Bari blinked at Lilian for a second, clearly not willing to jump into the debate this quickly, but he swallowed and gave a short nod before answering. “I think he has as good a chance as any of us. I don’t expect anyone up there has a whole lot of respect for us, so winning any sort of negotiations won’t be easy.”

Dee’eta spoke up. “They colonized this planet because they needed high-quality glass. I’ll get samples together, both the best glasswork, and the purest. If they want circuit-quality glass, they have to know that we have it. We have so much of it that we make drinking glasses out of it.”

“But we don’t,” Temar said. Shan didn’t know enough about glassblowing to understand the conversation, so he looked to Temar with a questioning expression. “Glass that pure takes sustained heat that is very hard to maintain.

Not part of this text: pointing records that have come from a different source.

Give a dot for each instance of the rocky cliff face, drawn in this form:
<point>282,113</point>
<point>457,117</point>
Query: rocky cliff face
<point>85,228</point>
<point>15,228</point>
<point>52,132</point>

No one makes a simple drinking glass after putting in that much effort,” Temar explained.

“I will,” Dee’eta said. “If they want to know what we have to trade, they’re going to find out,” she added firmly. “But if you can negotiate for a high capacity and regulated solar smelter, it would make any future circuit quality glass a lot easier to produce,” she admitted.

“Shan knows the computer systems better than anyone,” Kevin added. He looked over. “Face it, if any of us go up there, we’re likely to make ourselves look like idiots because we don’t know how to open a door or use their slosh stalls. You’ve had months at the relay to get used to the tech.”